Les limites du modèle hospitalier

Pour offrir aux sujets âgés des conditions de vie et de fin de vie respectueuses de leur identité de personne - et pas seulement de corps qu'on lève, qu'on lave et qu'on soigne -, le meilleur moyen est d'essayer de se projeter soi-même dans l'avenir : comment est-ce que j'aimerais vivre dans le même cas ? C'est parce qu'il a su se poser cette question que le psycho-gérontologue néerlandais Niek de Boer a imaginé une unité de vie pour des personnes atteintes de démence sénile. Nourri de la réflexion menée sur les soins palliatifs et le refus de la médicalisation à outrance, celui-ci est convaincu de l'inutilité de faire vivre les personnes âgées démentes dans d'énormes structures hospitalières, « alors que nous, médecins, savons qu'on ne peut pas les guérir ». Le centre Anton Pieckhofje qu'il a ouvert à Haarlem, est constitué de six petites maisons, construites autour d'une cour intérieure. Chacune accueille six personnes, accompagnées de professionnels présents en permanence pour les aider si nécessaire, mais qui vivent ensemble le plus normalement possible. Entourés de leurs meubles et objets familiers, de leurs animaux domestiques, le cas échéant, ces résidents participent au fonctionnement de leur maison (cuisine, courses, ménage) et les familles peuvent partager activement leur quotidien. Qualité de vie meilleure et qualité de soins au moins aussi bonne qu'en clinique psycho-gériatrique pour des coûts légèrement inférieurs. Une évaluation scientifique, menée par l'université d'Amsterdam, conclut à l'intérêt d'un tel projet qui a d'ores et déjà commencé à faire école aux Pays-Bas.

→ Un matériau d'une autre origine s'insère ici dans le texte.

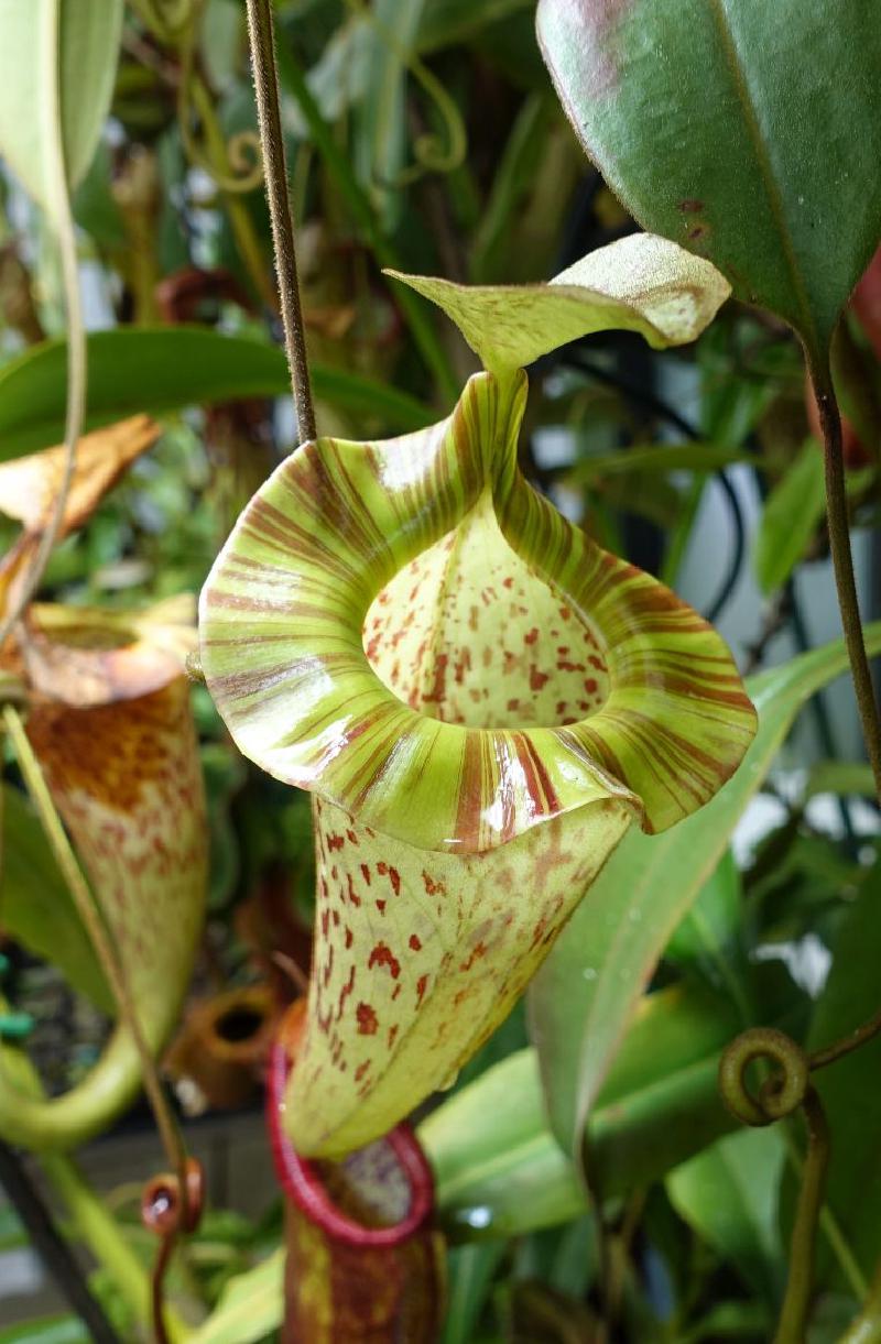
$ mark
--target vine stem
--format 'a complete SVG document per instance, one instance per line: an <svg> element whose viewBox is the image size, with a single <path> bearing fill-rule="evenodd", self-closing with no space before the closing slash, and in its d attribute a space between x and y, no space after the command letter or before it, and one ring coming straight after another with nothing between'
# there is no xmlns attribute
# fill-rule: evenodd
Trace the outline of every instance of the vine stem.
<svg viewBox="0 0 881 1344"><path fill-rule="evenodd" d="M120 1009L120 1016L132 1032L132 1039L135 1040L135 1047L141 1060L144 1091L149 1099L153 1117L156 1120L156 1128L159 1129L168 1161L179 1173L180 1187L184 1192L183 1198L186 1199L187 1154L180 1141L178 1126L165 1098L165 1093L163 1091L161 1082L159 1081L153 1058L149 1052L147 1040L144 1039L137 1008L132 997L129 982L125 977L125 969L120 964L117 950L113 946L102 913L91 894L91 890L89 888L89 883L86 882L83 871L79 867L79 862L73 851L70 840L67 839L67 832L65 831L61 817L55 810L55 804L52 802L48 792L40 763L34 754L28 735L24 731L24 724L22 723L22 718L15 706L4 706L3 722L7 732L9 734L9 741L12 742L28 794L39 814L43 833L46 835L61 874L67 883L77 913L82 919L93 948L95 949L98 961L101 962L101 969L108 977L113 997L116 999Z"/></svg>
<svg viewBox="0 0 881 1344"><path fill-rule="evenodd" d="M881 801L881 720L872 685L872 671L862 637L857 581L850 550L850 526L847 520L847 492L845 487L845 461L841 442L841 413L831 374L827 364L808 363L814 395L823 430L826 464L826 516L829 523L829 546L835 571L838 607L845 629L845 644L850 659L850 672L859 708L862 735L866 745L876 793Z"/></svg>
<svg viewBox="0 0 881 1344"><path fill-rule="evenodd" d="M272 220L272 239L276 254L281 324L285 333L285 352L291 370L293 403L297 413L297 437L301 444L315 438L315 410L309 387L309 364L305 351L305 332L300 306L297 254L293 239L293 216L288 195L288 165L281 130L281 99L276 66L276 35L272 20L272 0L247 0L247 35L250 40L254 94L260 142L264 151L266 200Z"/></svg>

Plus qu'à un changement d'échelle en termes de nombre de résidents accueillis, c'est à un véritable changement de philosophie qu'en appelle Niek de Boer. Délaissant la médicalisation pour se centrer sur la vie, ce nouveau modèle est actuellement promu au niveau européen par un réseau créé en octobre 1995, à l'initiative du médecin néerlandais et de Marie-Jo Guisset, responsable du programme personnes âgées de la Fondation de France. Compte tenu du nombre important de personnes âgées atteintes d'une démence de type Alzheimer, le « TTS Group »  - Training, Teaching and Support (Formation, Enseignement et Soutien)  -, animé par des professionnels et des chercheurs anglais, espagnols, danois, néerlandais et français, a élaboré un programme destiné à toucher un public aussi large que possible : familles, professionnels et bénévoles, intervenant au domicile ou en institution  (2). Considérant la personne qui souffre de démence comme un sujet vivant en relation avec d'autres et ayant un rôle à jouer dans sa propre prise en charge, le programme expérimental TTS s'est fixé pour objectif de définir des « bonnes pratiques » destinées à faire évoluer l'accompagnement des personnes atteintes de démence. La philosophie du groupe TTS illustre bien l'éthique actuellement défendue par un certain nombre d'innovateurs. Comme aime à le souligner Yves Delomier, avec les personnes âgées, « nous devons être fins dans l'intelligence de leur passé, chaleureux et délicats dans notre approche de leur personne, vigoureux dans la défense de leurs libertés, éventuellement brutaux dans la lutte pour des conditions de vie qui répondent à leurs besoins ».

Caroline Helfter

Notes

(1)   « Nouveau regard sur la vieillesse », les 12 et 13 juin, rencontres proposées, en collaboration avec l'Office stéphanois des personnes âgées, par la Fondation de France : 40, rue Hoche - 75008 Paris - Tél. 01 44 21 31 31.

(2)  L'accueil familial : vieillir comme chez soi - Vidéocassette VHS couleur de 16 mn (1996)  disponible à la Fondation de France - 300 F (+ frais de port).